Minister of Gender, Family and Social Services Aishath Mohamed Didi on Sunday confirmed that discussions to establish shelters as a measure to address the possibility of increased domestic violence were ongoing.
The statement was made in consideration of the current Health Protection Agency (HPA) curfew and state advised self-isolation measures amid the COVID-19 pandemic, that may presumably ‘lock-in’ victims with their abusers.
Responding to a question posed by The Edition on proactive measures the ministry would take to aid victims of abuse, Minister Aishath Didi stated that the ministry was in discussion with police authorities and non-profit organizations to potentially establish special centres to house victims of abuse and domestic violence.
The minister also revealed that efforts to inaugurate an additional call centre during the week were underway.
She further remarked that authorities “have not noticed a change, in terms of reports or calls on our hotlines. It is still the same observable pattern”.
However, she added, “Nevertheless, we cannot rule out that it is not taking place”.
“I urge anyone facing a situation of abuse or violence, or if you believe someone is being abused or maltreated, to find strength and be brave at this moment, to call the authorities and report the danger”, said Aishath Didi.
“If any such situations are reported, we will take action”.
Statistics on reported child abuse and domestic violence;
Domestic Violence (January-March)
– January: 34 cases
– February: 39 cases
– March: 26 cases
Child Abuse (January-March)
– January: 121 cases
– February: 169 cases
– March: 101 cases
Minister Aishath Didi attributed a lack of reported cases to two main reasons—a lack of awareness over ongoing measures by the state and the victim’s potential financial dependency on the abuser(s).
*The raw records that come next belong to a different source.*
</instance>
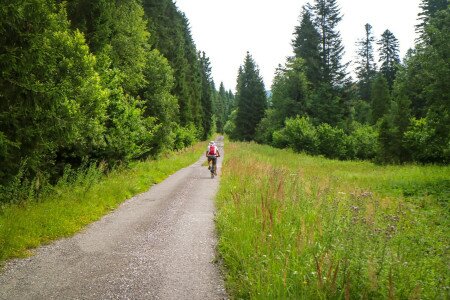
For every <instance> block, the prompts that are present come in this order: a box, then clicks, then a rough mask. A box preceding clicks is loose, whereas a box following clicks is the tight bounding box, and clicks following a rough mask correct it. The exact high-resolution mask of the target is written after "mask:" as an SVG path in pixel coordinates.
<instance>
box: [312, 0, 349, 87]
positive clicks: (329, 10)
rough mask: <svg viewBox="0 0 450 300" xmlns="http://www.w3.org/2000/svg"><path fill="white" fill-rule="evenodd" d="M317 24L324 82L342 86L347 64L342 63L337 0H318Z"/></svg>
mask: <svg viewBox="0 0 450 300" xmlns="http://www.w3.org/2000/svg"><path fill="white" fill-rule="evenodd" d="M313 11H314V15H315V20H314V21H315V26H316V28H317V30H318V32H319V35H320V51H319V53H320V72H321V78H322V82H324V83H326V84H330V85H331V86H333V87H336V86H342V85H343V83H344V81H345V78H346V76H347V71H346V68H347V65H348V64H342V62H341V60H342V56H343V55H344V45H343V44H342V39H341V35H340V33H339V31H338V30H337V26H338V24H339V22H340V21H341V20H342V15H341V12H340V9H339V7H338V5H337V2H336V0H316V1H315V4H314V6H313Z"/></svg>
The question posed by The Edition refers to two statistics of particular concern in the country. One in three women in the Maldives reported having experienced either physical or sexual violence once during their lifetimes. The second being a significant rise in the number of child sexual abuse cases reported to authorities across January, following the surfacing of a shocking case involving a minor, in which the perpetrators were immediate family members.
The World Health Organization (WHO) describes domestic violence as a “deadly epidemic” that is also “one of the most widespread, but among the least reported” of human rights abuses.
In the Maldives, non-government organizations such as ARC (Advocating for the Rights of Children), and FLC (Family Legal Clinic) are collaborating with the Gender Ministry to raise awareness and encourage people in need to report. At present, any and all persons suffering from domestic violence or any form of abuse can reach out for help by calling either hotline; +960 3328393 to reach the gender ministry or +960 9977771 to seek help from FLC.
Presently, Maldives records 19 confirmed and six active cases of COVID-19, with a total of 13 recoveries. While there are two confirmed cases of Maldivians, no local to local transmissions have been recorded.
The World Health Organization (WHO) has classified the spread of COVID-19 as a global pandemic. The novel coronavirus has infected over 1,272,900 people and claimed over 69,400 lives around the world. However, out of those infected, more than 941,100 people have recovered.